イノベーションを導くリーダー

  リーダーシップとは、一人のリーダーがどこを目指すかというビジョンを示し、これを実現するため先頭に立って指揮するというのが、これまでのリーダー像であった。しかし、どこへ向かうのかわからない創造的な活動においては、これまで優れているとされてきたリーダーシップでは通用しない。ビジョンを掲げるだけではインベーションは起こせない。

現代企業において、画期的な商品を生み出すには、一人の天才では不可能であり、様々な人材を活用する集合的なプロセスが必要である。メンバーの才能を結集し、集団の力を最大化させるためには、自らが先頭に立ち指揮するのではなく、「背後から指揮する」という新しいタイプのリーダーシップ求められる。それは「羊飼い」のような存在だという。

こうした考え方は、「ハーバード流 逆転のリーダーシップ:リンダ・ヒル、グレッグ・ブランドー、エミリー・トゥルーラブ、ケント・ラインバック著、黒輪篤嗣訳」で研究成果が紹介されている。ここで取り上げているのは、これまで語りつくされてきた、イノベーションやリーダーシップについてではなく、リーダーシップとイノベーションである。
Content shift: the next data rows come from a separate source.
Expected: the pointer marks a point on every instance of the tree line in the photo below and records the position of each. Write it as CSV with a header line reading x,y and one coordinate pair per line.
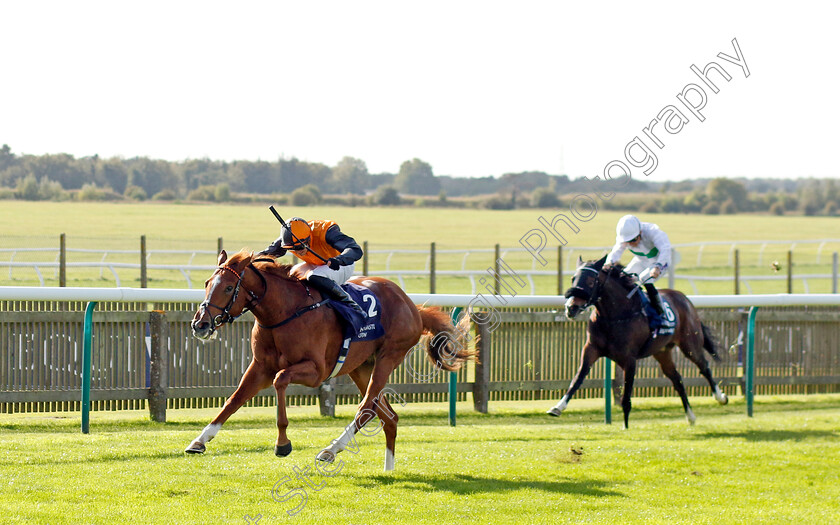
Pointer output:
x,y
64,177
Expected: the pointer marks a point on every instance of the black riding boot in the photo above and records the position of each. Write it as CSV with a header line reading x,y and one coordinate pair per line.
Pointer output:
x,y
655,300
332,290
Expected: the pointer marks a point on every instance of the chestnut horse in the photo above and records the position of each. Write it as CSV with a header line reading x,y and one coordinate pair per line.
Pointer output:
x,y
619,331
295,339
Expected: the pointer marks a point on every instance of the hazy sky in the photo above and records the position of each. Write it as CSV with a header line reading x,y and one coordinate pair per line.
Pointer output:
x,y
473,88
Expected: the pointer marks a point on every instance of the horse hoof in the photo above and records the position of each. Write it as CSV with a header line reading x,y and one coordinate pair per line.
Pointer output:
x,y
195,448
282,451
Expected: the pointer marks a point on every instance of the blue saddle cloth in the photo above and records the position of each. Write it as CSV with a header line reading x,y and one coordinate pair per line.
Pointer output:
x,y
666,323
358,327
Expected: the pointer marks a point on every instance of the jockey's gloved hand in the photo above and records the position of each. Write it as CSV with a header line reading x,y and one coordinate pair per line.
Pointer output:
x,y
274,252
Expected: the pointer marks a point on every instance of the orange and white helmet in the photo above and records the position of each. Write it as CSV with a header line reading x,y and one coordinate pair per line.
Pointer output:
x,y
296,235
628,228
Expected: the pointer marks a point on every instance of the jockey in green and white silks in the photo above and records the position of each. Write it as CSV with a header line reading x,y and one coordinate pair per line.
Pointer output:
x,y
651,251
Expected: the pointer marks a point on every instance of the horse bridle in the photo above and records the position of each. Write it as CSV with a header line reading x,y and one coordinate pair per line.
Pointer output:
x,y
594,294
224,316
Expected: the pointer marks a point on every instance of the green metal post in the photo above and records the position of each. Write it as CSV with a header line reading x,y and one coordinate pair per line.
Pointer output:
x,y
750,371
453,376
607,391
86,366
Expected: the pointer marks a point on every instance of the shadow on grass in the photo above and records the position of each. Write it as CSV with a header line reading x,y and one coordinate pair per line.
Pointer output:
x,y
771,435
465,484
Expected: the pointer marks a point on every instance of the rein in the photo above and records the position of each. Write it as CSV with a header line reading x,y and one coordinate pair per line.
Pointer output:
x,y
226,318
595,296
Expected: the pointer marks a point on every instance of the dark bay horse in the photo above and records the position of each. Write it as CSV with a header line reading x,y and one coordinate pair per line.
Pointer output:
x,y
619,331
297,340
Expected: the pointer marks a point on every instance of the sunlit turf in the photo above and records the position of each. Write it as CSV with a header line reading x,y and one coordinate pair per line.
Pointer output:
x,y
514,465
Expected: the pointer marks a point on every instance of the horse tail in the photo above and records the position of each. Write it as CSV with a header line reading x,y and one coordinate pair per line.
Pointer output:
x,y
710,343
446,346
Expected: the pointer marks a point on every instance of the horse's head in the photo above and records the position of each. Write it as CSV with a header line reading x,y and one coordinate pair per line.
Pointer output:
x,y
586,286
224,296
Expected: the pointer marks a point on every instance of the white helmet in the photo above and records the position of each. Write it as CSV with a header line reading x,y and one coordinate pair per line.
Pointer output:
x,y
628,229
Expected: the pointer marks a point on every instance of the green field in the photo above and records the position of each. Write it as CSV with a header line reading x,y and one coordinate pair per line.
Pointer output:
x,y
515,465
118,227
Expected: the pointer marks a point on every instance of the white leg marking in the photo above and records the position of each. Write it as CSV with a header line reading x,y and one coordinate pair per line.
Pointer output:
x,y
329,453
208,433
389,459
720,396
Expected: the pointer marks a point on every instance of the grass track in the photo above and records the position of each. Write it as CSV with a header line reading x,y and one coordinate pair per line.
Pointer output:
x,y
514,465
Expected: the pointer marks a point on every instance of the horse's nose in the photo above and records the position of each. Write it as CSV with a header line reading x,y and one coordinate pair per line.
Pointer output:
x,y
200,326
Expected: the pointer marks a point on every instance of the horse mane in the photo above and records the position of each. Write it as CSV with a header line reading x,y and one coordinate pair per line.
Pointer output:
x,y
616,270
272,267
すなわち、従来のように、「できるリーダー」であればイノベーションの面でも有能なリーダーであるに違いないという思い込みを否定しているところが斬新である。研究は、映画や電子商取引、自動車製造、専門サービス、ハイテク、高級ブランドまで、様々な産業分野におよび、世界中の優れたリーダーや同僚など12人へ取材するという形で行われた。
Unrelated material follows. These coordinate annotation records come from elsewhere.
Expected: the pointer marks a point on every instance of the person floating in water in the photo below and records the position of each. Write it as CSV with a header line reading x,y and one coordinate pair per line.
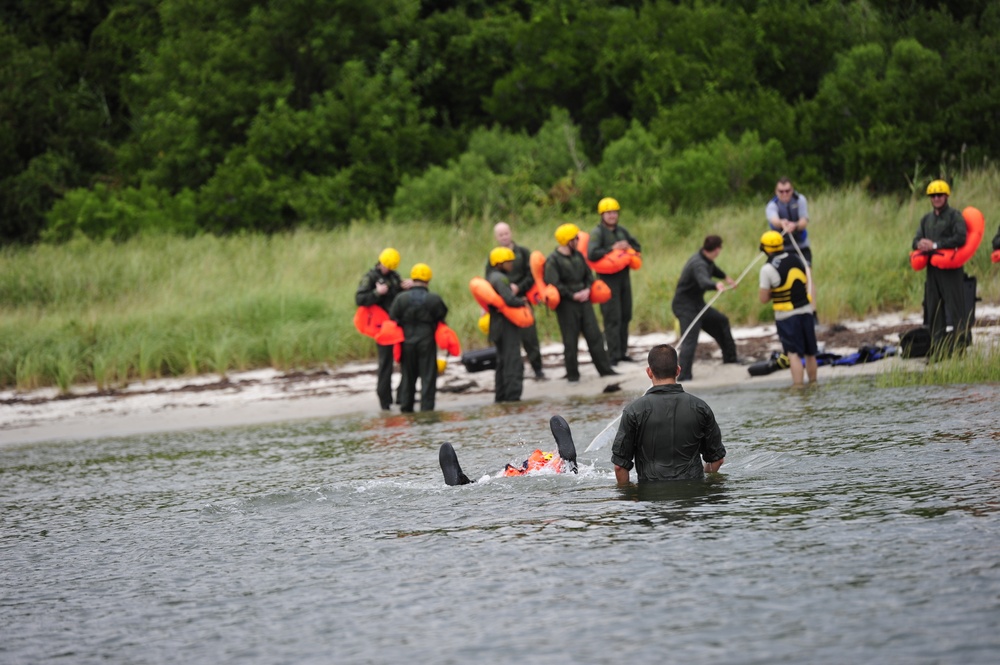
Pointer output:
x,y
559,460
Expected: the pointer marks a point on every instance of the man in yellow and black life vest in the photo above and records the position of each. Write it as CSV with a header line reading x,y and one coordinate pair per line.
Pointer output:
x,y
784,283
567,270
380,286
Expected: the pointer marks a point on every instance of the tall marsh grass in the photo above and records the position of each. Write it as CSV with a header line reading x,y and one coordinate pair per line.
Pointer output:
x,y
110,314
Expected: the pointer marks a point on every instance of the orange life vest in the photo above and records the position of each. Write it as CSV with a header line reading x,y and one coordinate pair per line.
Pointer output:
x,y
487,297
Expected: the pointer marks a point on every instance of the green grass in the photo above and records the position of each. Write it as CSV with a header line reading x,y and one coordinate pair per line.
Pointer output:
x,y
979,364
110,314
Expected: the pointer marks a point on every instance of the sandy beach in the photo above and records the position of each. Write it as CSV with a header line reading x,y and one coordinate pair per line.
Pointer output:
x,y
265,396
対象者たちは、イノベーションの本質や仕組みをよく理解していて、命令やひとくくりの力ではイノベーションを成し遂げられないことを承知していたということである。このように調査対象は多岐にわたったが、インベーションにおけるリーダーの役割に関しては、驚くほど誰もが同じ考えを持っていたことだという。それは、次のような考え方である。
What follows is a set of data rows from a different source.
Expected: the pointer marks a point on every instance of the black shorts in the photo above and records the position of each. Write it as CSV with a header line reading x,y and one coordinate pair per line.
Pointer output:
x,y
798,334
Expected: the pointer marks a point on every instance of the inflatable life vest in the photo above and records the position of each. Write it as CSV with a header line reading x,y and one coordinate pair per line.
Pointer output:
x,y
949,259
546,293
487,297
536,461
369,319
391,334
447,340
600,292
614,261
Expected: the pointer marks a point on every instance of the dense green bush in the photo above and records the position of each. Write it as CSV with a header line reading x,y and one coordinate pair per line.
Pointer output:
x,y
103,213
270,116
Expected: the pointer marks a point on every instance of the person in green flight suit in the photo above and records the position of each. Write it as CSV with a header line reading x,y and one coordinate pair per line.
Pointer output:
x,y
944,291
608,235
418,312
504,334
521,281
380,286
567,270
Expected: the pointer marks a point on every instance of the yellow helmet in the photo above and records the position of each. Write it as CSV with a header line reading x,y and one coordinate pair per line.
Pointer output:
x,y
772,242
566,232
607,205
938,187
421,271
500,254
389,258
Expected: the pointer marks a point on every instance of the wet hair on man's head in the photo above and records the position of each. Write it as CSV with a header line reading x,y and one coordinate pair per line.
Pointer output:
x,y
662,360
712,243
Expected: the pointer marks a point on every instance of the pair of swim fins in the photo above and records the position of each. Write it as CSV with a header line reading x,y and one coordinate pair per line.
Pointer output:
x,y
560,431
ビジョンを描いて、イノベーションが自然に生まれるのを待つのではなく、メンバーが苦労をいとわずイノベーションを生み出そうという気持ちになり、なおかつ実際にイノベーションを生み出せる場...あるいは条件、環境...を築くことが、イノベーションを導くリーダーに求められている。つまり、リーダーの仕事は仕事の舞台を用意することである。